Perception and cognition simulations demonstrate how the brain constructs reality from ambiguous sensory input. Classic optical illusions — Müller-Lyer, Ebbinghaus, Café Wall, and Motion Aftereffect — are rendered interactively with controls that let you vary the parameters that modulate illusion strength, connecting low-level visual processing to high-level perceptual inference. The Stroop effect demo measures your reaction time to congruent versus incongruent colour-word pairs, making automatic versus controlled processing palpable.

Auditory scene-analysis simulations demonstrate primitive and schema-driven auditory segregation: how the brain separates simultaneous sound streams based on frequency proximity, onset synchrony, and learned speaker identity. Change-blindness and inattentional-blindness demos show how selective attention filters most of the visual field. These interactive experiments are used in cognitive psychology courses, UX research, and the design of warning systems and human-factors engineering.
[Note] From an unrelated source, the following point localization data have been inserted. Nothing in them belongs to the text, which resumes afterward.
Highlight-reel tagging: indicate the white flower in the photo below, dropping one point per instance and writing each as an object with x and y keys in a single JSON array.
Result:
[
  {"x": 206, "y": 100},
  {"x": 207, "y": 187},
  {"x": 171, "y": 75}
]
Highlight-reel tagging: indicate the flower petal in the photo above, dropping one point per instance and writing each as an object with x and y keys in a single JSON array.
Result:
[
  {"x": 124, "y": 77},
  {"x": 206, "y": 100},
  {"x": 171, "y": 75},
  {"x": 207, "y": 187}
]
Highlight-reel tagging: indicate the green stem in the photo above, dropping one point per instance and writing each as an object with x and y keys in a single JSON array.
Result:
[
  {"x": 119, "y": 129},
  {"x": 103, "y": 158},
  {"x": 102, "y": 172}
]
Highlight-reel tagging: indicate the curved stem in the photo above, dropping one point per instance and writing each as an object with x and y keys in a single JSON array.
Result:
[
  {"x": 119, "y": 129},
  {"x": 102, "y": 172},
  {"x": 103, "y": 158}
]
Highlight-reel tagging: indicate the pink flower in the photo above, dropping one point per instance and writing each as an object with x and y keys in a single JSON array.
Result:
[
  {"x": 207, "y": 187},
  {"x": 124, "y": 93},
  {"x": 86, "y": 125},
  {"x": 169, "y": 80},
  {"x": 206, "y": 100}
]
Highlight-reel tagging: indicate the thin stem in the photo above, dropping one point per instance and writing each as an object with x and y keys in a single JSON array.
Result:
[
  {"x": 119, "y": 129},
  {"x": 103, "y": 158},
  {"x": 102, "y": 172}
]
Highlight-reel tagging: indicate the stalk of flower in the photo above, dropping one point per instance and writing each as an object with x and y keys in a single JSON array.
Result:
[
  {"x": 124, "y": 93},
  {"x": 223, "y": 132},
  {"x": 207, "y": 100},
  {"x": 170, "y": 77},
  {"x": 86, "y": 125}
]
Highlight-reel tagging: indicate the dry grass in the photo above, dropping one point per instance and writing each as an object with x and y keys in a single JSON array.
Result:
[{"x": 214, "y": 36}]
Each simulation in this category is built with accuracy and interactivity in mind. The underlying mathematical models are the same ones used in academic research and professional engineering — just made accessible through a web browser. Changing parameters in real time and observing the results is one of the most effective ways to build intuition for complex scientific and engineering concepts.

Key Concepts

Topics and algorithms you'll explore in this category

Interactive ModelReal-time browser simulation with live parameter controls
WebGL / Canvas 2DHardware-accelerated rendering in the browser
Mathematical FoundationDifferential equations and numerical integration
Open SourceMIT-licensed code — inspect, fork, and learn
No Install RequiredRuns directly in Chrome, Firefox, Safari, Edge
Educational FocusBuilt to explain the underlying science clearly

Frequently Asked Questions

Common questions about this simulation category

Do these simulations require installation?
No. Every simulation runs entirely in your web browser using WebGL and Canvas 2D. Nothing to install or download — open the page and the simulation starts immediately.
Can I use these simulations for teaching?
Yes — all simulations are designed to be educational and run without an account or login. They are widely used in university lectures, high-school science classes, and self-directed learning. Embed them via iframe or link directly.
What devices do the simulations support?
All simulations work on desktop browsers (Chrome, Firefox, Edge, Safari). Many work on mobile and tablets too, though some physics-heavy simulations benefit from the GPU performance of a desktop or laptop.

Other Categories

Every Perception & Optical Illusions simulation on this page runs free in your browser, so you can learn Perception & Optical Illusions online without any downloads. Each interactive Perception & Optical Illusions model lets you adjust contrast, motion, geometry and timing to see exactly how the brain is fooled — from the Müller-Lyer and Café Wall illusions to colour contrast and the motion aftereffect. These tools support a real-world application in user-interface and dashboard design, where understanding how people misjudge size, colour and depth helps engineers build clearer, safer and more accessible visual displays.